Wordsworth gives poetry a new philosophical meaning unlike it was in 18th century. He warned against threats of urbanization and industrialization because it made people develop ignoring attitudes after unusual events. He felt the idea of people going to cities was unnatural and that it suppressed the soul. He argues that minds of people who go to the cities become dull and they often need violent stimulants to bring back their low psyches which Wordsworth refers to as spiritual deadness. He sees people in the city walking and they are quite insensitive and cut off (Hermione, 44).

Wordsworth work

Mimetic theory

Although his theory of poetry emphasizes on expression of the poet, mimetic elements are present in his proposals. Wordsworth often wrote poems about rural or country areas due to the fact that people in these areas were in touch with basic life and lasting truths. It was this natural lifestyle, uninterrupted environment that he wanted to capture in his work. His main aim was to include a life of experience in the poems because he argued out that country life was more natural and was in touch with something that last forever. In the countryside, changes are very slow compared to the city and Wordsworth said that romantics like things stay the same not because they are conservative but due to the fact that they want to get things that are unmediated, that are direct and true.
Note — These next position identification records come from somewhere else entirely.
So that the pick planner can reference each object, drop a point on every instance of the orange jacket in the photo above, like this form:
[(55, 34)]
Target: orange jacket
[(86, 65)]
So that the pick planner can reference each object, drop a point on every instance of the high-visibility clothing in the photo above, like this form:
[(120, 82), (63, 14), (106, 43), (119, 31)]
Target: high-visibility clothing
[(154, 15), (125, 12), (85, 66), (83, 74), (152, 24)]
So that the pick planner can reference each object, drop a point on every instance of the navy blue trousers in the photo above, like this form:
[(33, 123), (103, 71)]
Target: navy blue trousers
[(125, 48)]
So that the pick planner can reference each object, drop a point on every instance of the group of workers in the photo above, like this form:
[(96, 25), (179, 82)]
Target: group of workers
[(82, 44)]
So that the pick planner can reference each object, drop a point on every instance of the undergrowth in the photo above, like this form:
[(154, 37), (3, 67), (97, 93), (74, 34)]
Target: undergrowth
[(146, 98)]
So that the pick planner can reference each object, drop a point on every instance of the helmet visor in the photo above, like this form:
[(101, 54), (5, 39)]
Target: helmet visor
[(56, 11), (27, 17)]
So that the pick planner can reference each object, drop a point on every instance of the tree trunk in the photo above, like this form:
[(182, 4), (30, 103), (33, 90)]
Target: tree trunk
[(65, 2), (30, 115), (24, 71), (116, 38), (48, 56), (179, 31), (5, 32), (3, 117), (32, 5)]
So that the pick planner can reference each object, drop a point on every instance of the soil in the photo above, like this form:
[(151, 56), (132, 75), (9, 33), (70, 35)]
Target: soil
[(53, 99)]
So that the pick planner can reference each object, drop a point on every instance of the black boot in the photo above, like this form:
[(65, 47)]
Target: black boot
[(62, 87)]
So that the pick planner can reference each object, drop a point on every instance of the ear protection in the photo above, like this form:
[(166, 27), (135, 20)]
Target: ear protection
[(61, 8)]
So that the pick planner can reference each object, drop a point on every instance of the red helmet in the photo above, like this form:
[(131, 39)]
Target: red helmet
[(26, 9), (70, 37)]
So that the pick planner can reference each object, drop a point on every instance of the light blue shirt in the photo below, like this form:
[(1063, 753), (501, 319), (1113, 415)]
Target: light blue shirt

According to him, this kind of lifestyle can only be found in the countryside. He and other romantics considered the life in urban areas as something artificial and out of touch with human experiences. Jean Rousseau agrees with this argument because he believes that genuine life is only found in rural areas. Wordsworth was looking for a free lifestyle, which he believed was found in the countryside and for real passion and truth. According to Wordsworth Dorothy (55), “Wordsworth, Sydney and Aristotle agreed that poetry has got a lot to do with philosophy than history because it deals with facts and general truths which is an important aspect of this discussion.”

Example

In the modern world, Louis, says that children spent most of their time watching TV, listening to rock music playing computer games and watching violent and sex movies. He says that this is one of the worst habits of the modern time because it destroys the soul and mind. Their heads are bombarded by these things to an extent that they can’t appreciate small or subtle things in life. It also happens to adults who spent their time reading newspapers which impart sensationalism in them. According to Wordsworth, poetry and poems has the ability to bring back our sensitivity thereby, making it possible to restore humanity in us. He argues that poetry helps us remember our child experiences, appreciate nature and relax our souls.

Works cited

Booker, Edith. The Norton Anthology of Theory and Criticism. New Yolk: W.W. Norton & Co., 2001.

Hermione, Lee. “Strange Fits of Passion,” New York Times,  1999, Web.

Kirsch, Adam. “Strange Fits of Passion,” The New Yorker, 2005, Web.

Wordsworth, Dorothy. “Grasmere Journal, 15 April 1802,” Romantic Circles High School, Web.